Costuma-se considerar que uma das poucas vantagens do fundamentalismo religioso seria a de prover seus seguidores de um bloco de certezas inquestionáveis, livrando-os da insegurança psicológica que tantas vezes se associa ao contato com os imprevistos do mundo real.

Eis que, de um mesmo polo do fanatismo político e religioso, vem uma notícia curiosa --capaz de indicar que o dilema e a contradição se insinuam até mesmo nos sistemas de crença mais graníticos.

Não era de conhecimento geral, com efeito, a existência de cisões doutrinárias entre os adeptos da Al Qaeda e os do Taleban. Segundo informa o blog "Orientalíssimo", abrigado nesta Folha, as sementes da polêmica já parecem germinar em meio à aridez pavorosa de tão dogmáticas coortes.

Ocorre que a Al Qaeda resolveu lançar uma revista feminina —cujo conteúdo não se afasta muito daquele das publicações ocidentais de seis ou sete décadas atrás.

Fotos de decoração, conselhos para noivas, receitas de cozinha e regras básicas de pediatria ocupam as páginas de "Beituki", que com seu logotipo rosa espera das leitoras que se mantenham, se não belas, recatadas e do lar.

Os órfãos e órfãs de Bin Laden parecem, assim, fugir do padrão militante de outras revistas do extremismo islâmico, como a "Sunnat-i-Khaula", do Taleban, que enaltecia a resistência ao mundo moderno com fotos de mulheres portando metralhadoras.

A religião e a política, como se sabe, encontram sem dificuldade argumentos para tudo.
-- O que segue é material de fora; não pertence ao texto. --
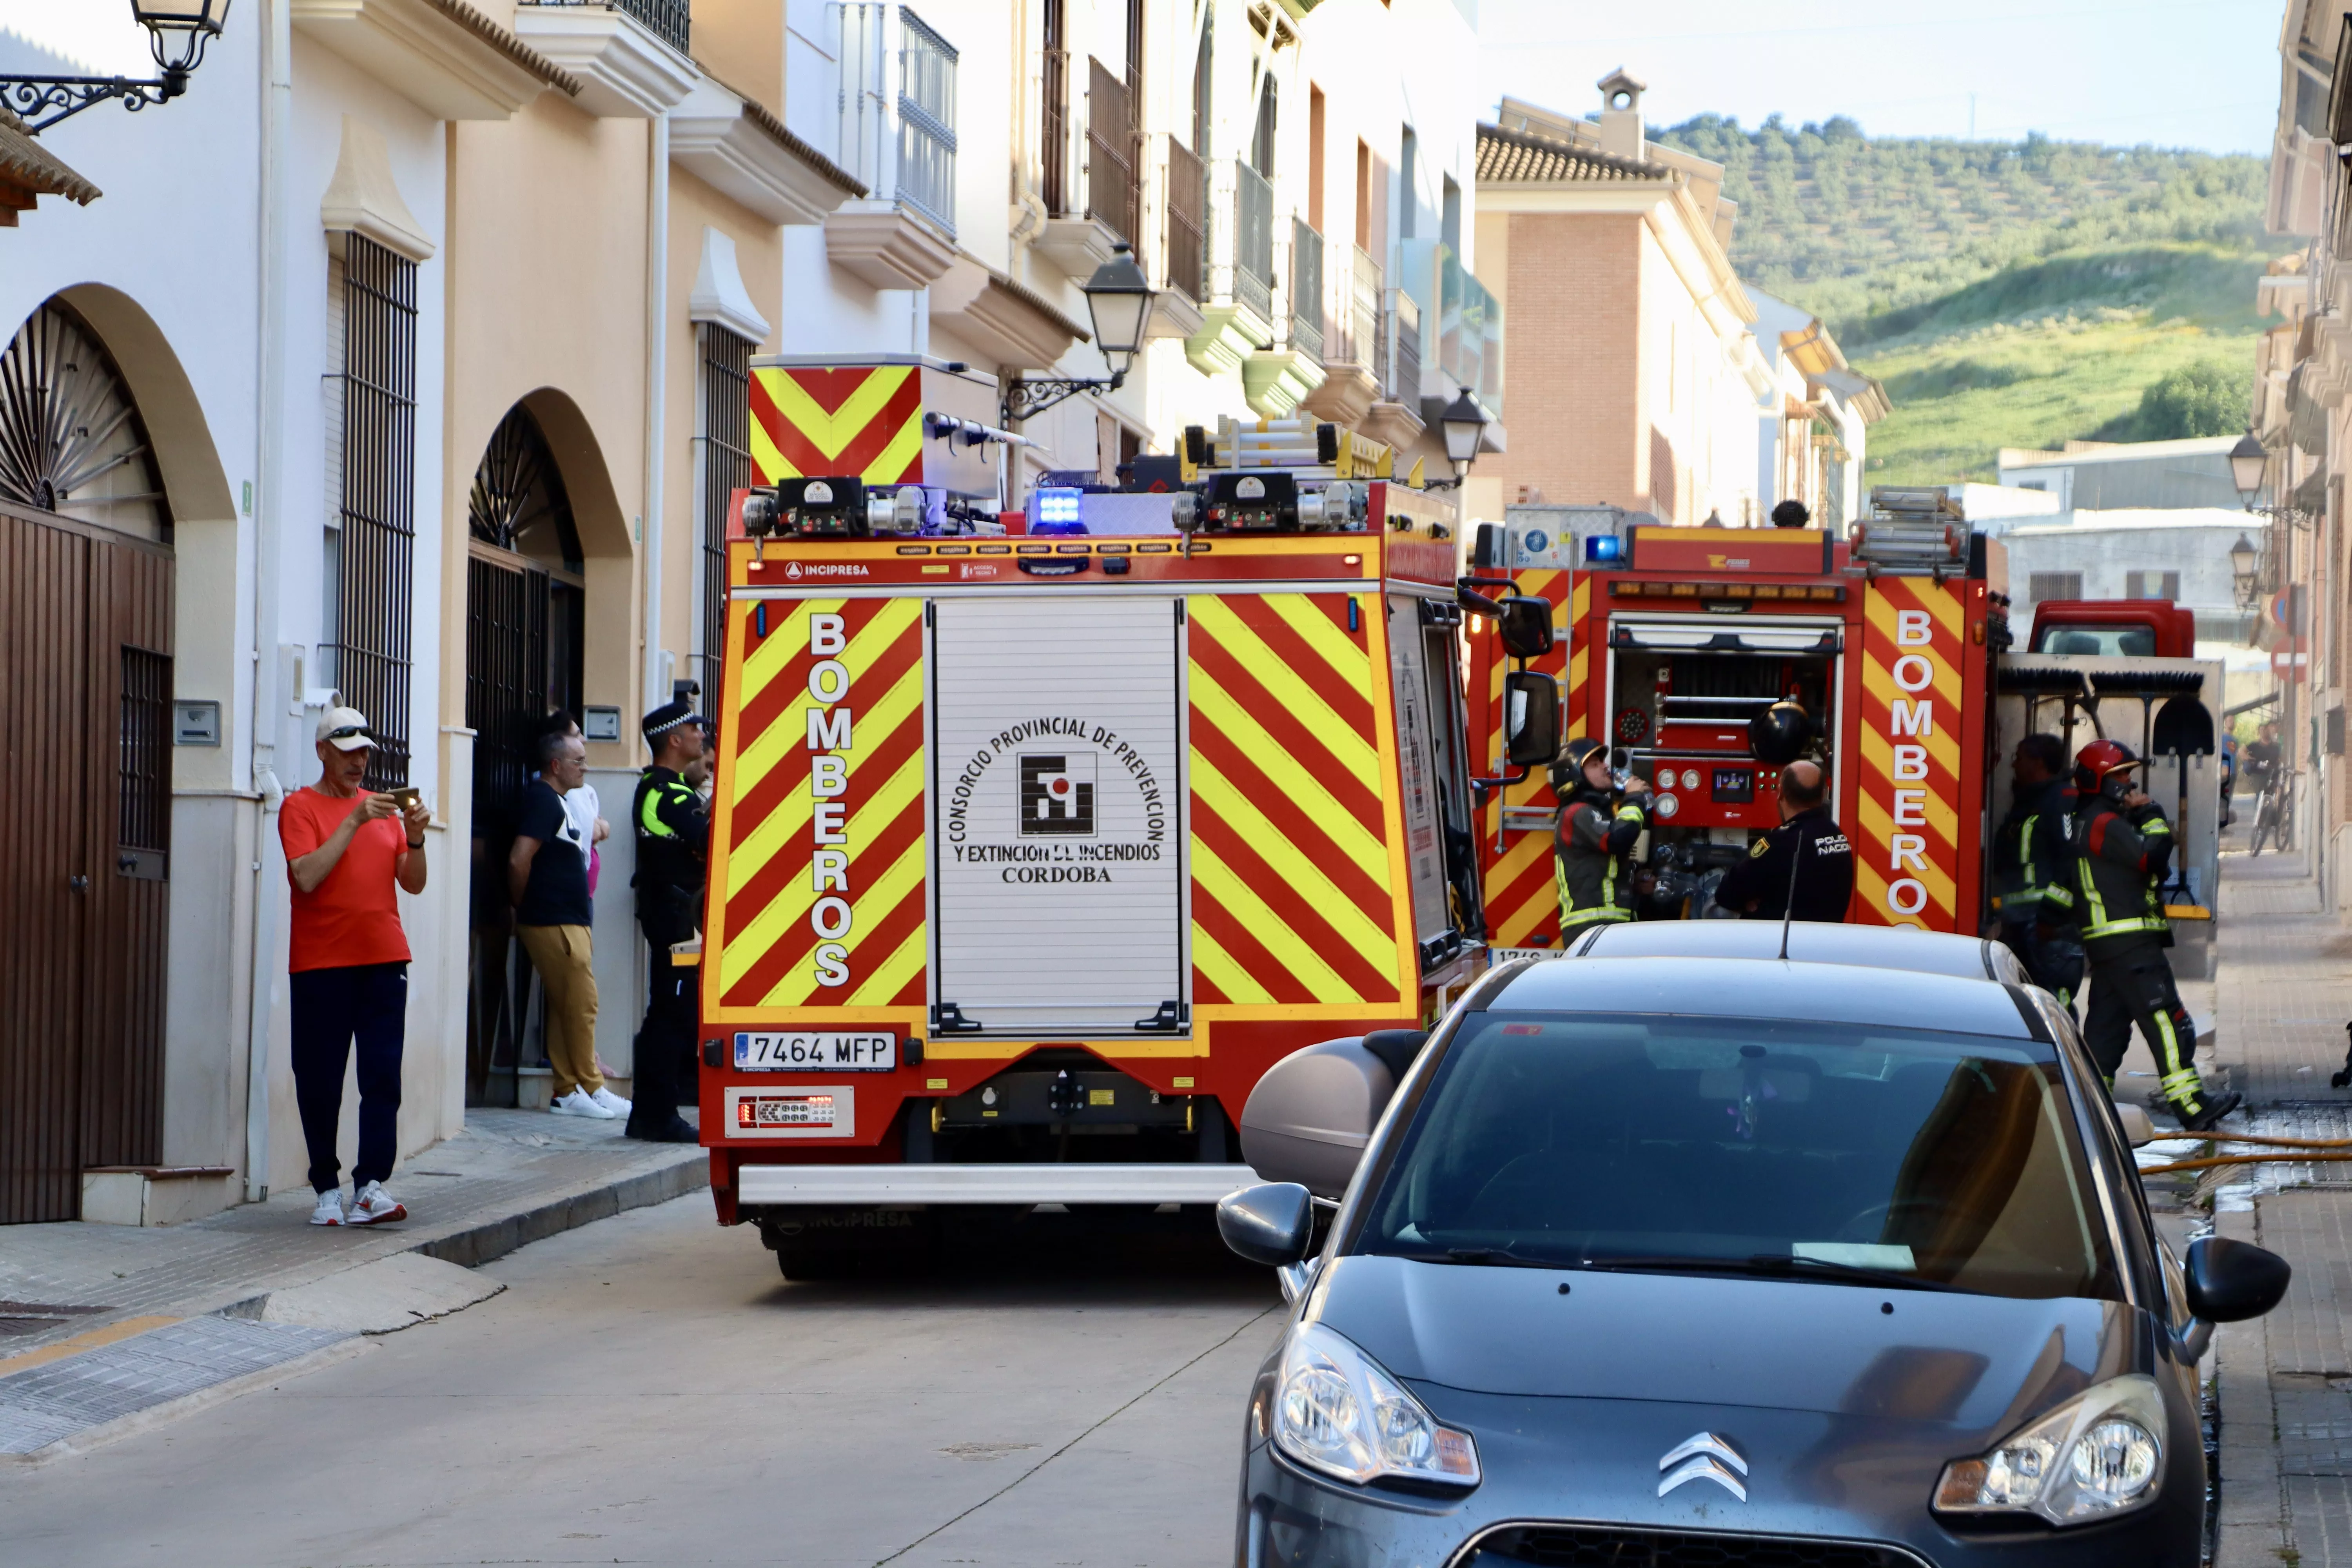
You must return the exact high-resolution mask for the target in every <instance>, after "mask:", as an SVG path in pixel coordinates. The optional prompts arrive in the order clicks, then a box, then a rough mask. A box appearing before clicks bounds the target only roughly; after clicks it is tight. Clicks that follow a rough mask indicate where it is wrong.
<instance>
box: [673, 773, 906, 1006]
mask: <svg viewBox="0 0 2352 1568" xmlns="http://www.w3.org/2000/svg"><path fill="white" fill-rule="evenodd" d="M922 766H924V759H922V752H920V750H917V752H915V755H913V757H908V759H906V762H903V764H901V766H898V771H896V773H891V778H889V783H884V785H882V788H880V790H875V792H873V797H868V799H866V804H863V806H858V809H856V811H854V813H851V816H849V823H847V837H849V844H847V846H844V849H849V853H851V856H854V853H856V846H858V844H873V842H875V839H877V837H880V835H882V830H884V827H889V825H891V823H894V820H898V813H901V811H906V806H908V804H910V802H915V799H917V797H920V795H922ZM795 795H797V792H795ZM776 816H783V809H779V811H776ZM802 820H807V809H802ZM760 832H762V835H767V823H762V827H760ZM769 853H774V849H769ZM731 860H734V856H729V872H731V879H734V884H736V886H743V884H746V882H748V879H750V875H748V872H736V870H734V865H731ZM762 860H764V856H762ZM809 882H811V879H809V877H793V879H790V882H786V884H783V889H779V893H776V896H774V898H771V900H769V903H767V907H764V910H760V912H757V914H755V917H753V919H748V922H746V924H743V929H739V931H734V933H731V936H729V938H727V947H724V950H722V952H720V987H722V990H724V987H729V985H734V983H736V980H741V978H743V976H746V973H750V969H753V964H757V961H760V957H762V954H764V952H767V950H769V947H774V945H776V943H779V940H781V938H783V933H786V931H788V929H790V926H795V924H800V919H802V917H807V912H809V905H811V903H816V891H814V889H811V886H809ZM854 886H856V884H851V889H854Z"/></svg>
A paz e a guerra, a liberdade e a servidão, a misericórdia e a tortura, nada passa ao largo de justificação quando um sistema de pensamento se põe a serviço de interesses e conveniências de seres humanos reais, em luta pelo poder ou pela salvação.

O tradicionalismo religioso extremo recusa às mulheres outro papel que a da submissão à família. O furor belicista fará dos membros de qualquer sexo, velhos, adultos ou crianças, uma peça a pôr em marcha na máquina homicida.

Num caso, espera-se que a leitora de "Beituki" ofereça suporte emocional e sexual ao marido guerrilheiro. No outro, que a própria mulher se lance à luta.

A modernidade inclina-se, sem dúvida, a este último lado da balança. Mas seria ridículo, claro, optar por um dos campos numa polêmica entre terroristas e alucinados.

Que fique registrada uma nota de irônico otimismo: a contradição, a ambiguidade, a dúvida e o dilema não cessam, mesmo nos mais inamovíveis sistemas de pensamento —forçando-os a seguir em frente, por mais que aspirem à solidez mineral da morte.